Même son de cloche pour une dizaine d'associations de l'île, réunies en collectif pour contester ce recours.

La construction d'une conduite d'eau sous-marine, qui relierait l'île de Porquerolles à la Tour Fondue, sur la presqu'île de Giens, a bien été actée en juin dernier par la préfecture du Var. Après enquête publique, le projet, conduit par la Métropole de Toulon, a obtenu les autorisations environnementales nécessaires. Et les travaux ont démarré courant novembre.

Herbiers de posidonie

Il s'agit d'installer une canalisation de près de 5.000 mètres de long et d'un diamètre de 20 cm dans les fonds marins pour alimenter l'île en eau potable. Un chantier de sept mois, censé déboucher sur une mise en service à l'été prochain.

L'association "Les Jardiniers de la Mer", qui œuvre depuis 1972 pour la défense des herbiers de posidonie, s'inquiète des conséquences environnementales d'un tel projet, en zone protégée, classée Natura 2000, au cœur du Parc national de Port-Cros. L'installation d'une conduite d'eau dans les fonds sous-marins touchera inévitablement cette espèce protégée.

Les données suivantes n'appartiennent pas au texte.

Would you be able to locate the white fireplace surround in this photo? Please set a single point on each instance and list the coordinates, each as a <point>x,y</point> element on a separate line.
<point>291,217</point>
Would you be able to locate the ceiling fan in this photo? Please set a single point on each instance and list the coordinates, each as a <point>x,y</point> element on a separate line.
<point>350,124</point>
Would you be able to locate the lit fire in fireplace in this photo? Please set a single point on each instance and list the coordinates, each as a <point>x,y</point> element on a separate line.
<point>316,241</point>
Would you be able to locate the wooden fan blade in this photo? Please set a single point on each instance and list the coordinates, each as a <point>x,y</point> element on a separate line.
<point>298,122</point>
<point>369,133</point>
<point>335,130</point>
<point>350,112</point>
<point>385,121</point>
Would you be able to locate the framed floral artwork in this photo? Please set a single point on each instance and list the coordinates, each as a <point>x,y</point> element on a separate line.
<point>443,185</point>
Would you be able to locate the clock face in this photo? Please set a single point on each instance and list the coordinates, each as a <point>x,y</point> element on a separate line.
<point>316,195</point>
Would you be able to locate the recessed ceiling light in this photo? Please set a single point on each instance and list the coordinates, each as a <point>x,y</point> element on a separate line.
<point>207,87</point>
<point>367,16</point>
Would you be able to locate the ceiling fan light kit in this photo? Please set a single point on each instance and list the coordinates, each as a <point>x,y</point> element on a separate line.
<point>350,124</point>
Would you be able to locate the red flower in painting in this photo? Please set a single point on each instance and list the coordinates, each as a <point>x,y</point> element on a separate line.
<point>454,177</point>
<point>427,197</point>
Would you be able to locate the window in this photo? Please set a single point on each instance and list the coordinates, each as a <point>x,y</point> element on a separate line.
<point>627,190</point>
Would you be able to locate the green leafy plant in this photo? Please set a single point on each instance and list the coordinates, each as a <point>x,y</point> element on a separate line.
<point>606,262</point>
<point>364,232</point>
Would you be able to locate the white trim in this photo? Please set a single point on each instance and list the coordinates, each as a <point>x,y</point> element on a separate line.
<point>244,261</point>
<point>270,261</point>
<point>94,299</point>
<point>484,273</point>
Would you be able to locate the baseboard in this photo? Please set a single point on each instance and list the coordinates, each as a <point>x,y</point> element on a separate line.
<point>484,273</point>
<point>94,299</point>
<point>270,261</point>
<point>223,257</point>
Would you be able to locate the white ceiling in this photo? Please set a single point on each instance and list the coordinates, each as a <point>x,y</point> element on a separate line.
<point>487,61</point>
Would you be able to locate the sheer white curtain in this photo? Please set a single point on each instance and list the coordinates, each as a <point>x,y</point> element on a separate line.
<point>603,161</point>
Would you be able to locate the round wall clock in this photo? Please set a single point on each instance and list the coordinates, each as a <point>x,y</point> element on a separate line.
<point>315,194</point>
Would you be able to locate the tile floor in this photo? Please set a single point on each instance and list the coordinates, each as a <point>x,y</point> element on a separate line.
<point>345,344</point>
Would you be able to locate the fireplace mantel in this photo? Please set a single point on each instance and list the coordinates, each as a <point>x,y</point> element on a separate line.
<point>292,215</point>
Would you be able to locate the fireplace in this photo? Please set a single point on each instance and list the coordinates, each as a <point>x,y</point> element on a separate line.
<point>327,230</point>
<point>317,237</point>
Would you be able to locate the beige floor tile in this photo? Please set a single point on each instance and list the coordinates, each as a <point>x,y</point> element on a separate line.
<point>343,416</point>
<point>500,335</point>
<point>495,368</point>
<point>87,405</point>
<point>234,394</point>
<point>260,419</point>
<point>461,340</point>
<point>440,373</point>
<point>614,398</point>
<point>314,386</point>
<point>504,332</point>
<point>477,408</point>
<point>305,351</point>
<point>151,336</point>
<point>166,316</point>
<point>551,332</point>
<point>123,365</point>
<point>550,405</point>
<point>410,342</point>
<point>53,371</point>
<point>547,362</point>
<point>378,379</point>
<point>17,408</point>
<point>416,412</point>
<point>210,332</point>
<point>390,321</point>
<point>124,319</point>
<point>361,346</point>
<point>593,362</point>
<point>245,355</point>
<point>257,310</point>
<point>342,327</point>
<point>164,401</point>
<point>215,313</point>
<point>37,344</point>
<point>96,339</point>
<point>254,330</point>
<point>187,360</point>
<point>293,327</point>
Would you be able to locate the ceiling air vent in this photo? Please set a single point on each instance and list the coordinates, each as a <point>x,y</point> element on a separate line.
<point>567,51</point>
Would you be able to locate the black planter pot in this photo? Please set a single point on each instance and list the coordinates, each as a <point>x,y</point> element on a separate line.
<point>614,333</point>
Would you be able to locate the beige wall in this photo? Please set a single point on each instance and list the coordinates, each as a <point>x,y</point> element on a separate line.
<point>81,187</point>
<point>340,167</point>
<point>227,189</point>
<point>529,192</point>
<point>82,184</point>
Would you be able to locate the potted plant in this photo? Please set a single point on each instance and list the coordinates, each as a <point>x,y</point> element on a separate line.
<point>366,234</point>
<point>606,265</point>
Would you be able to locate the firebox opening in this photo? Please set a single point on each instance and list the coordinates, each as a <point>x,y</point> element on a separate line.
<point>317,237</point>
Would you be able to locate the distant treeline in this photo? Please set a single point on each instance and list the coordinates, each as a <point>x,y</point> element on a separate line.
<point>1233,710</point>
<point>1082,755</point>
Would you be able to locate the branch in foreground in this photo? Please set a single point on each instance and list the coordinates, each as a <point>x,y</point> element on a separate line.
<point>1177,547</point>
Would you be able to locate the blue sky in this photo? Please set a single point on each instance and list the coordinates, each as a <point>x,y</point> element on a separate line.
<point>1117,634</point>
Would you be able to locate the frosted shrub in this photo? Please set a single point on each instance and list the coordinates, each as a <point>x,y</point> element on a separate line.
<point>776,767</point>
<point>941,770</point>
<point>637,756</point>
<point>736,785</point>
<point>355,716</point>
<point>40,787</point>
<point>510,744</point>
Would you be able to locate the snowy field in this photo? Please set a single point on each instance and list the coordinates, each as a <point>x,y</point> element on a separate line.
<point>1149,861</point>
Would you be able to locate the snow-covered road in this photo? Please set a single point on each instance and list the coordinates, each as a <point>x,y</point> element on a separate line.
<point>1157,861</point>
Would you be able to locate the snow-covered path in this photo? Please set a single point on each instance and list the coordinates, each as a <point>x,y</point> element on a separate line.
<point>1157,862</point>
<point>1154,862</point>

Le rapport du commissaire enquêteur, qui émet un avis favorable, conclut d'ailleurs à des impacts potentiels "forts" sur les posidonies, en phase de travaux, "moyens" pour les grandes nacres et "faibles à négligeables" en phase d'exploitation. Mais une dérogation a été obtenue. Et des mesures d'évitement et de compensation sont prévues, comme la création d'une zone d'interdiction des mouillages avec un suivi des herbiers, à Porquerolles.

"Il existe d'autres possibilités"

"Il existe d'autres possibilités", martèle Andrée Sougy, présidente de l'association "Les Jardiniers de la mer", à l'origine du recours. "Je ne suis pas contre le Sealine, mais pour la protection des posidonies", insiste cette habitante de Giens, qui œuvre depuis 1985 pour la défense de cette espèce sur le littoral méditerranéen.

Elle suggère un autre tracé, "plus long et donc plus coûteux", qui réduirait l'emprise sur les herbiers de posidonie. Il n'aurait pas été retenu pour des raisons techniques.

L'autre option, pour Andrée Sougy, consisterait à poursuivre l'approvisionnement par le Saint-Christophe, un bateau-citerne qui effectue des rotations entre l'île et le continent.

Mais "il a plus de 70 ans d'âge et subit régulièrement des pannes techniques", s'alarme André De Marco. Pour lui, l'île ne peut plus dépendre du Saint-Christophe. Or, "il n'existe pas d'autre navire de ce type, facilement mobilisable en Méditerranée", estime-t-il.

"Les continentaux assoiffent les îliens"

Avec ce recours, "ce sont les continentaux qui assoiffent les îliens", s'agace André De Marco. Pour lui, les rotations du bateau seraient au moins aussi dommageables sur l'environnement que la conduite d'eau, "entre les émissions de gaz à effet de serre et l'arrachage des posidonies par l'ancre du navire...", juge-t-il.

Or, l'île est étroitement dépendante de l'approvisionnement en eau potable. Pour ces associations, il y a urgence. L'hiver, la nappe de 1.000 mètres cubes alimentée par des forages suffit à pourvoir aux besoins des 300 habitants permanents de l'île. Mais l'été, avec jusqu'à 15 000 touristes par jour, le Saint-Christophe effectue deux rotations quotidiennes.

"Tout l'été, notre crainte était de nous réveiller un matin avec le bateau en panne", se souvient André De Marco. Le scénario s'était produit en 2020. Restaurants et bars avaient dû fermer pour plusieurs heures. Et l'épicerie avait été dévalisée en eau potable. L'été, des restrictions d'usage sont régulièrement pratiquées.

L'enquête publique menée au printemps a reçu peu d'avis contraires, rappelle enfin André De Marco. "Sur les 201 observations émanant du public, seules 5 étaient réservées pour diverses raisons et 2 défavorables, par crainte des impacts de la pose sur les herbiers de posidonie". Et de poursuivre : "Les avis des 17 instances publiques concernées sont tous favorables, avec pour certaines quelques demandes techniques complémentaires".

La Métropole Toulon Provence Méditerranée n'a pas souhaité réagir dans le délai imparti à la publication de cet article. Les associations de riverains espèrent que les travaux se poursuivront, malgré le recours. Car le planning est très contraint. Une suspension empêcherait la mise en service du "Sealine" pour l'été prochain.